PHS Commissioned Corps Officers interested in performing the duties of this position within the Commissioned Corps may apply online to this announcement under noncompetitive merit promotion procedures. Candidates will be referred to (CC) personnel and not as candidates for conversion to a permanent career or career-conditional appointment.
This job opportunity announcement may be used to fill additional vacancies.
As a Chemical Engineer in the Center for Drug Evaluation and Research, you will be responsible for:
- Providing special scientific expertise in the areas of both chemistry and engineering to respond to issues related to pharmaceutical manufacturing, formulation development, and drug product performance.
- Providing technical leadership and guidance in the understanding and regulation of the physical/mechanical processes of manufacturing products and the related quality control procedures.

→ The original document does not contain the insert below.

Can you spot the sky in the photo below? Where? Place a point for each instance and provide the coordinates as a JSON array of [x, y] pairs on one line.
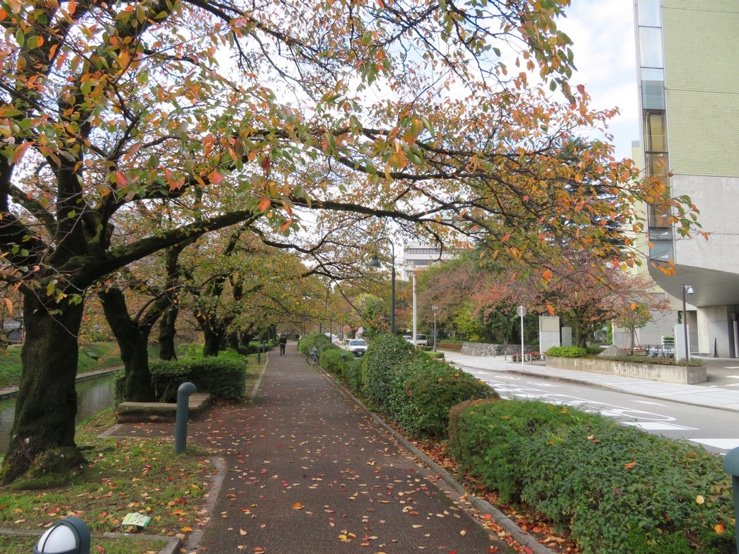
[[604, 45]]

- Reviewing a wide range of drug applications received from the pharmaceutical industry to determine the adequacy of Chemistry, Manufacturing, and Controls (CMS), conducts/manages research to develop new CMC standards, and improves existing standards,
- Preparing responses to the citizen petitions and other correspondence inquiries from congressional representatives, national and international organizations on matters related to the processes involved in the design, manufacture, and controls of generic drugs.